Get Yourself an Elevator Pitch Chef

Elevator Chef Pitch

Editor’s note: Get Yourself an Elevator Pitch Chef was originally published in December 2015 and most recently updated in May 2022.

A study conducted by Microsoft found that the average person has an attention span of around eight seconds. You have one opportunity to make a first impression on someone and that impression needs to hold their attention. So it follows that if you’re a chef currently looking for your next career move, you need to get good at being memorable. For all the right reasons, of course! It’s never been more important to make sure you’re noticed and remembered.

Get yourself an elevator pitch, Chef!

Step forward the elevator pitch – a prepared, short and impactful speech designed to introduce yourself and highlight why someone should hire you for their job.

They don’t have to be delivered word-for-word, but knowing that you have a pitch that highlights your best attributes at the ready is handy to have when you’re a job seeker.

Read: Creating a Chef Video CV – 12 Steps to Success

What to say

It can be tough to immediately think about ourselves in glowing, interesting terms. But here’s the thing about an elevator pitch – you probably already have the start of one. Think about it for a second. Any time somebody asks what you do or about your work, you’re saying something.

So don’t think of it as a completely daunting task.

First and foremost decide on your pitch goal and what you want your audience to remember you for.

Your pitch should be a brief introduction to what you do, how you add value, and – if you’re looking for a job – what you’re focused on next.

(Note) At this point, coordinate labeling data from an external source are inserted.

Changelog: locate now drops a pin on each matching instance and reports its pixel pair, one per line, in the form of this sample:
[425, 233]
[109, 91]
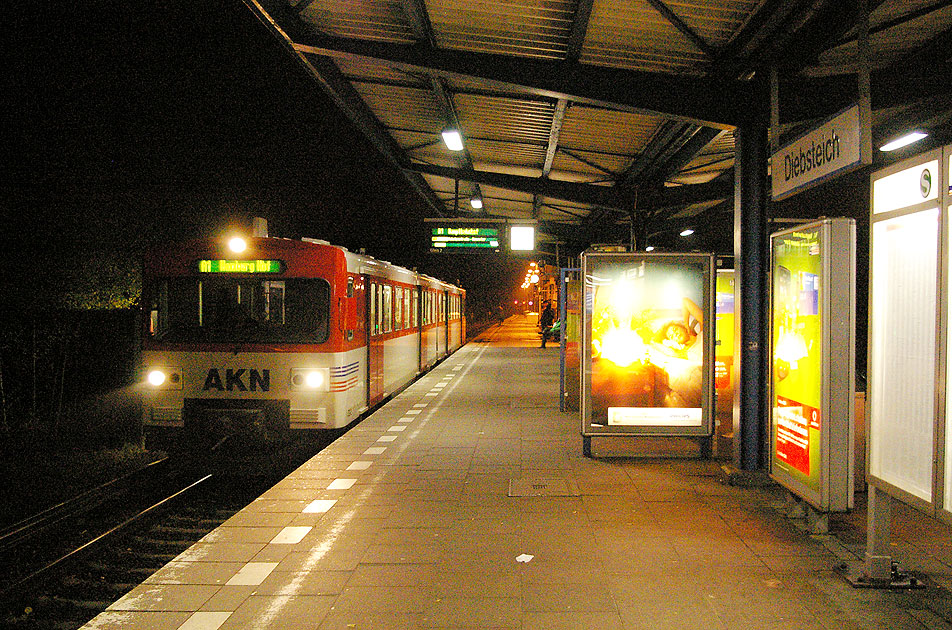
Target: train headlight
[310, 379]
[163, 378]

This is the key ingredient to your elevator pitch when you’re a jobseeker. It’s also the most overlooked.

Follow these 3 simple steps chef for success:

1. Incorporate your current chef position
2. Share three strengths or three areas where you add value
3. Let them know what you want to do next

Keep it short

Your pitch should not last longer than a short elevator ride – 30 seconds max. Remember it should be interesting, memorable and SHORT.

Lose the clichés

Terms like: ‘team player – results oriented’ need to be kept out. Where possible use more powerful, specific terminology that highlights why you’re the right chef to hire.

Highlight the benefits you can bring

Don’t just trot out a list of your best features – think in terms of how they can benefit a future employer. For example, you’d like to say, ‘an excellent manager and motivator’ what you pitch additionally needs to say,’ whose reduced staff turnover in the kitchen by 30%.’

Sidestep the snooze fest

Keep in mind that your pitch should excite you, chef. If you don’t get excited about what you’re saying, neither will your audience. Tap into what makes you passionate about your work and showcase that in your delivery. It’s true that others don’t always remember exactly what’s being said, but they’re likely to remember how enthusiastically you’re saying it.

The read through

When you’ve completed each section of your pitch, put it all together. Then, read it aloud and time how long it takes. Try to cut out anything that doesn’t absolutely need to be there. Try it out on others and take on board the feedback.

It can take some time to get your pitch right. You’ll likely go through several versions before finding one that’s compelling and that sounds natural in conversation. But at the end of this process you should have an impactful and well-rounded pitch that you’re happy delivering. As you get used to delivering your pitch, it is fine to vary it a little – the idea is that it doesn’t sound too formulaic or like it’s pre-prepared, even though it is!

Practice makes perfect

Just like a new recipe, practice makes perfect. If you don’t practice, it’s likely that you’ll talk too fast, sound unnatural or forget important elements of your pitch. The more you practice, the more natural your chef elevator pitch will become. You want it to sound like a smooth conversation, not an aggressive sales pitch.

Consistently make a great first and lasting impression

Keep these tips in mind and you’ll be able to develop an elevator pitch that will not only help support you during your search for a new chef job, but enable you to make a great first and lasting impression with new colleagues, bosses, contacts or mentors.